Gershman Samuel J, Lak Armin
Department of Psychology and Center for Brain Science, Harvard University.
Department of Physiology, Anatomy and Genetics, University of Oxford.
bioRxiv. 2024 Sep 16:2024.09.15.613150. doi: 10.1101/2024.09.15.613150.

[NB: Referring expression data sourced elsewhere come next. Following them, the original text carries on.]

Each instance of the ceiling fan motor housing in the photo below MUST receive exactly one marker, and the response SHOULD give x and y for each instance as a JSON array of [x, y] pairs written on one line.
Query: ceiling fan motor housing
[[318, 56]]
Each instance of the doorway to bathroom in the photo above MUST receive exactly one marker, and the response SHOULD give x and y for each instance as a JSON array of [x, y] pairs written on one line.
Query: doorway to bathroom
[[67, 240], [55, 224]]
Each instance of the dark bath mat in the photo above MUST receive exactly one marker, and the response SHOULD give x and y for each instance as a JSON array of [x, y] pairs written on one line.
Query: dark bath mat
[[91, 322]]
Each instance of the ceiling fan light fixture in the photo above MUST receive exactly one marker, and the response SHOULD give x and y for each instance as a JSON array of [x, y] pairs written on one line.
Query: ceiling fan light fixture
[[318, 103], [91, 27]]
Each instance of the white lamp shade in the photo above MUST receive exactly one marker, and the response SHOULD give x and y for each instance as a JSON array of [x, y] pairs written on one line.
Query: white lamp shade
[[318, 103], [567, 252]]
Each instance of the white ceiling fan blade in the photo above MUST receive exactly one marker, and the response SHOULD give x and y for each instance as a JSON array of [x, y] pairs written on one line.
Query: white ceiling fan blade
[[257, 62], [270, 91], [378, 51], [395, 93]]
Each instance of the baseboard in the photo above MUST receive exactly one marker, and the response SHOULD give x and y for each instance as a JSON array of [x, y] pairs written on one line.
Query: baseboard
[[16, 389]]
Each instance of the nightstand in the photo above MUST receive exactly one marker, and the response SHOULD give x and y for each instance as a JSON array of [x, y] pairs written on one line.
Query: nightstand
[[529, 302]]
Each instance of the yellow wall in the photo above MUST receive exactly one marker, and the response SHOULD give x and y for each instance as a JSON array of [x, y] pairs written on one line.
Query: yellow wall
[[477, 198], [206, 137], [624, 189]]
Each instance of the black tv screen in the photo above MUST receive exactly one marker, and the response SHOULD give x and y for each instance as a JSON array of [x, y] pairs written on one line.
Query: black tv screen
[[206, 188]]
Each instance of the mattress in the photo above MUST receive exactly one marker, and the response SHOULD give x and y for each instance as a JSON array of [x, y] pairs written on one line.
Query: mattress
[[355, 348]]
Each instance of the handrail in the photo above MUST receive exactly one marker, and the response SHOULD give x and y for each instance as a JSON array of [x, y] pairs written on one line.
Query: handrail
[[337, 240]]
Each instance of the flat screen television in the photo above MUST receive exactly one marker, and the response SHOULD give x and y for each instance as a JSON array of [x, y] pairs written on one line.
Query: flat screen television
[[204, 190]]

Limits on information processing capacity impose limits on task performance. We show that animals achieve performance on a perceptual decision task that is near-optimal given their capacity limits, as measured by policy complexity (the mutual information between states and actions). This behavioral profile could be achieved by reinforcement learning with a penalty on high complexity policies, realized through modulation of dopaminergic learning signals. In support of this hypothesis, we find that policy complexity suppresses midbrain dopamine responses to reward outcomes, thereby reducing behavioral sensitivity to these outcomes. Our results suggest that policy compression shapes basic mechanisms of reinforcement learning in the brain.
信息处理能力的限制会对任务表现施加限制。我们表明,动物在感知决策任务上的表现接近其能力限制下的最优水平,这一能力限制通过策略复杂性(状态与动作之间的互信息)来衡量。这种行为表现可以通过对高复杂性策略施加惩罚的强化学习来实现,这种惩罚通过多巴胺能学习信号的调制来实现。为支持这一假设,我们发现策略复杂性会抑制中脑多巴胺对奖励结果的反应,从而降低行为对这些结果的敏感性。我们的结果表明,策略压缩塑造了大脑中强化学习的基本机制。